FIVE years on from launching its unique space centre, Callington Community College is now going global with a new high tech facility for innovative learning.

The CHiil (Community Hub for International and Innovation Learning) Centre will be officially opened on June 12 and will co-incide with a grand signing by students of the college, who are being given a rare opportunity to send their signatures into space onboard an October shuttle launch.

Three years ago, the college was successful in a bid for some Government funding for a building to develop new ideas about how to learn, which could be accessible to the wider community.

Science teacher Mike Grocott, who is in charge of the launch, said it was a very exciting facility, which students were queuing up to use now it was finished.

Through the video conferencing suite, children had been talking to pupils at a school in Little Rock, Arkansas in the USA.

'The kids think it is great but not everyone has had a chance to use it yet,' he said.

'Our kids are as good as anyone's in the world but we have got to give them the opportunities. The world is a smaller place now and we need to be international.'

The two-storey building houses the latest in digital technology. Along with the video conferencing suite is a computer suite, Playstation-style learning machines, state-of-the art projectors and bluescreen animation, used frequently by today's movie makers.

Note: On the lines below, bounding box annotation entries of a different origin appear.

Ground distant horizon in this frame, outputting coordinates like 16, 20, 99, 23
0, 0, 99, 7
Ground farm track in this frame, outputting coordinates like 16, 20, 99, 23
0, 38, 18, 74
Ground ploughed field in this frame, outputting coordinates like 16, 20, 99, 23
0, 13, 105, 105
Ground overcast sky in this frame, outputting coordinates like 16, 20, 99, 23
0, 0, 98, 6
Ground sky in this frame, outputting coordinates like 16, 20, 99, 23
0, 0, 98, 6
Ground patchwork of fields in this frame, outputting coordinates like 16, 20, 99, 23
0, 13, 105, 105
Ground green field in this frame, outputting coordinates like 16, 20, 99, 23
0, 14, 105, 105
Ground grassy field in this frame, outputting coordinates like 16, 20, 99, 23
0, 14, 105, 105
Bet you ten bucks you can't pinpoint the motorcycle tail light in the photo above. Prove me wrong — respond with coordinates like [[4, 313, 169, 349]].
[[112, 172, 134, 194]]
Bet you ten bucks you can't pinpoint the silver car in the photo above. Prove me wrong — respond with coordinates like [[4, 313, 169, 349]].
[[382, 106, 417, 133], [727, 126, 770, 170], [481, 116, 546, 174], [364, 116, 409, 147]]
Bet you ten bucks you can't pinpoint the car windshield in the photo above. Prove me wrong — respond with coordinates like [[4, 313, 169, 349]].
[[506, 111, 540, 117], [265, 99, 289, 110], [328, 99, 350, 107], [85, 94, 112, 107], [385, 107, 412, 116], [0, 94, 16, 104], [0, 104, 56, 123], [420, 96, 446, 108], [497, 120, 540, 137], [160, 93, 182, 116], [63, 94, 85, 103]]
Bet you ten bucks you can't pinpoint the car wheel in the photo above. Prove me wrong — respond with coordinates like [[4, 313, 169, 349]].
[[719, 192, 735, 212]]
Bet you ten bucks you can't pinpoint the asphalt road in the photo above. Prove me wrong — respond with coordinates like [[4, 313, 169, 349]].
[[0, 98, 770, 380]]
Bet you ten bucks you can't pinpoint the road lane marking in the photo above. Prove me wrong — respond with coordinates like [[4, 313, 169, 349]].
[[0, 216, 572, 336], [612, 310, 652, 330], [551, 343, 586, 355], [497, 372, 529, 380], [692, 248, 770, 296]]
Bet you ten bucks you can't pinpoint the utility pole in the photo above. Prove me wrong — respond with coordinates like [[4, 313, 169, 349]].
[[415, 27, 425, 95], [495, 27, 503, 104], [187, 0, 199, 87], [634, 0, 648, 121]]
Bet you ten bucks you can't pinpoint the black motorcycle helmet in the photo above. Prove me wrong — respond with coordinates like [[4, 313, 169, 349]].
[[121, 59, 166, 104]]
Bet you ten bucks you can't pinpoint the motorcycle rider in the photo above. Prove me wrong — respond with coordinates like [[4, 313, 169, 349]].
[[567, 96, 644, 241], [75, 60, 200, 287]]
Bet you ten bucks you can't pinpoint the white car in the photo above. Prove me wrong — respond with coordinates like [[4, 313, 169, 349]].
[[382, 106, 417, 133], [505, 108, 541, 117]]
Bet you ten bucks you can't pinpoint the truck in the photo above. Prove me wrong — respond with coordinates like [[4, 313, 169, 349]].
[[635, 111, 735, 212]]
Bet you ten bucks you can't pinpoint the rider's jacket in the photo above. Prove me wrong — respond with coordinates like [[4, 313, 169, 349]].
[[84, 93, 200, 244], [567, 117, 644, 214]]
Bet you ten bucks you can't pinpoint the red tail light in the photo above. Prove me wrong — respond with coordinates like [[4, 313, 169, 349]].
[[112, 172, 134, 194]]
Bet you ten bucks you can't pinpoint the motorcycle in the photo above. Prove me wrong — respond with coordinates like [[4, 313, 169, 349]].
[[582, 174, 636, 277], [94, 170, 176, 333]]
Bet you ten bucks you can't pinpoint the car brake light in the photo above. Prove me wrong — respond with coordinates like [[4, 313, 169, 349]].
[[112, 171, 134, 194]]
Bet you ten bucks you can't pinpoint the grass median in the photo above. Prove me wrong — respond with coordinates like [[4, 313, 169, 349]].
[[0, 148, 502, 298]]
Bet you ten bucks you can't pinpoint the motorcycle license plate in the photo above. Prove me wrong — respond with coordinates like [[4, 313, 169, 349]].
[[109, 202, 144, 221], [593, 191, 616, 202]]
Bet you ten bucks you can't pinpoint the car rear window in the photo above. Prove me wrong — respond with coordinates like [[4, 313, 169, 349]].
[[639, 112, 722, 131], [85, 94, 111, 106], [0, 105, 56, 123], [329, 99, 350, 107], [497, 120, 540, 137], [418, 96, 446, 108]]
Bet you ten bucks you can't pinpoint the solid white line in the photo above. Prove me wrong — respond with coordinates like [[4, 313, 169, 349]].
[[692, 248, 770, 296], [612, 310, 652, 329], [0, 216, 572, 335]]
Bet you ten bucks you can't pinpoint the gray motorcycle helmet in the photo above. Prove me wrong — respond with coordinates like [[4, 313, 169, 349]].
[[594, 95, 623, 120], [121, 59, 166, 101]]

It will be a research centre for all students and offer training courses to members of the community outside school hours.

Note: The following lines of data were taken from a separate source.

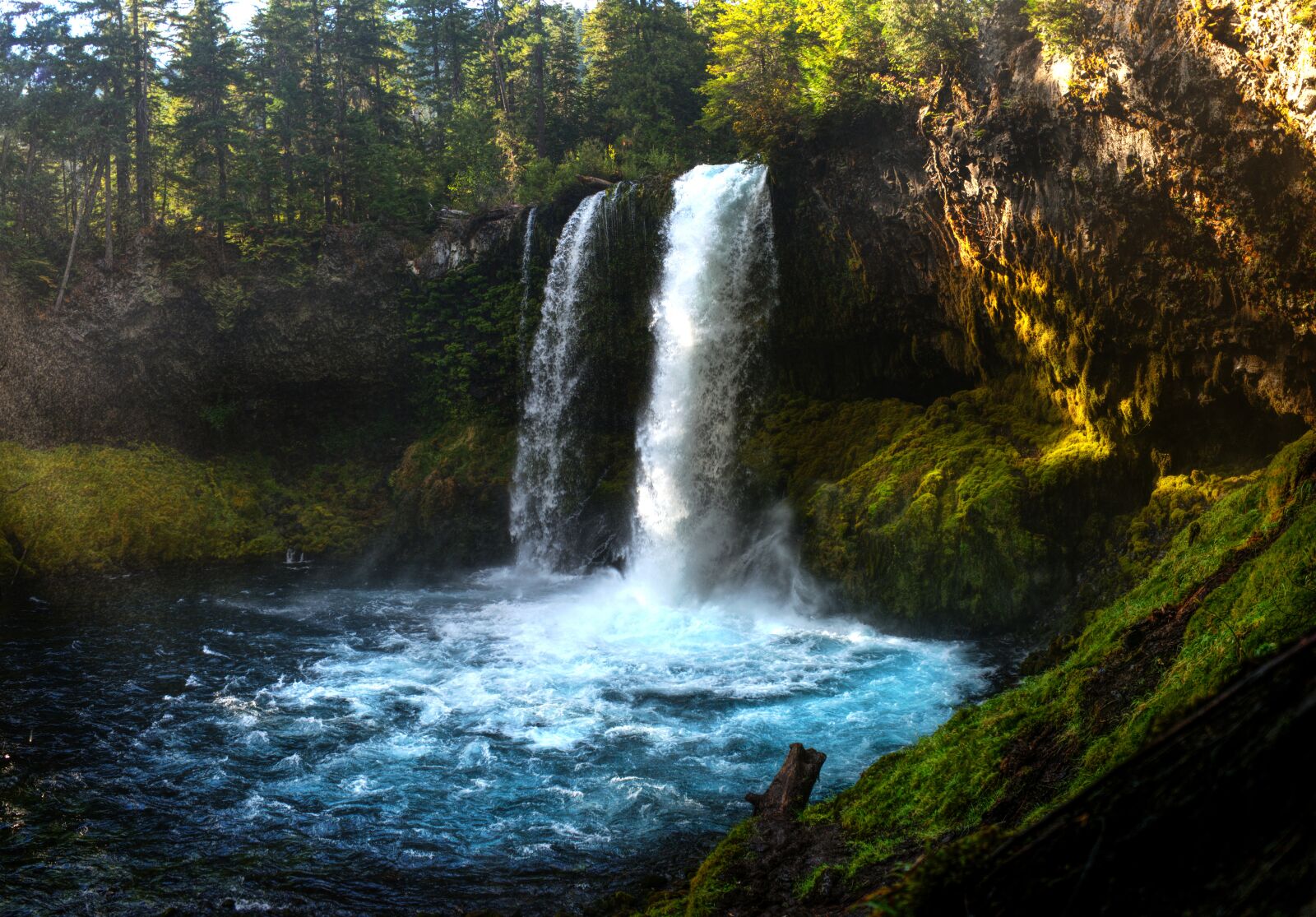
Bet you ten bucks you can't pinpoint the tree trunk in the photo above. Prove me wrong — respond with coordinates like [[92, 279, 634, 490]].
[[133, 0, 155, 226], [55, 156, 105, 312], [531, 0, 548, 156], [745, 742, 827, 820]]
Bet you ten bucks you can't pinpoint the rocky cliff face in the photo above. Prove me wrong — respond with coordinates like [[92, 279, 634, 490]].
[[0, 229, 406, 450], [776, 0, 1316, 450]]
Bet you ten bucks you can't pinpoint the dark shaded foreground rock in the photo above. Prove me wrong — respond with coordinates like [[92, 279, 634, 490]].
[[745, 742, 827, 820], [875, 632, 1316, 915]]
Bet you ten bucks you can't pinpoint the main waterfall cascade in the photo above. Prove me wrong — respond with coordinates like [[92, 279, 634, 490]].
[[512, 163, 800, 592], [0, 164, 983, 915], [634, 163, 776, 588]]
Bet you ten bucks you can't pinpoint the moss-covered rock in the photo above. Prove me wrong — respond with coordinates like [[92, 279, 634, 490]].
[[390, 419, 516, 566], [745, 382, 1138, 629]]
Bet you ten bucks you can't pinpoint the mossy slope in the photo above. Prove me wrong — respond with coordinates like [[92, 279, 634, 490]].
[[745, 380, 1137, 629], [390, 419, 516, 566], [668, 434, 1316, 913]]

Mr Grocott said the centre would be showing films for debate and discussion and be a venue for guests and speakers, like Amber Gell, a NASA engineer from Houston, who is coming to open the centre and talk to the students about her work helping to build the Orion space craft.

'We feel that Cornwall is seen as being out on a limb from the rest of the country and that's one of the reasons why we wanted to create this centre for people to come to us and help deliver training,' he said.

An international language school, Callington has also been authorised to deliver the International Baccalaureate diploma programme from September this year. This curriculum package requires students to study six subjects, in addition to three core elements that encourage independent learning and involvement in their creative and volunteering activities.

Students opting for the IB will be encouraged to forge international links with other IB schools, participate in a range of international trips and develop a strong understanding of their place in the world and what they can contribute as a world citizen.

With video conferencing equipment, pupils will be able to make links with schools across the world.

Opportunities for international travel have been enhanced by the space centre which takes students, who go through a rigorous selection process, to the Johnson and Kennedy Space Centres in America each year.

Callington is the only college in the country which has a centre dedicated to space and space related technology and teaches GCSE astronomy to people from the ages of 12 to 70.

Local residents are being invited along to the launch of the CHiil Centre at 10.30pm on June 12, which will be followed by a talk from Amber Gell.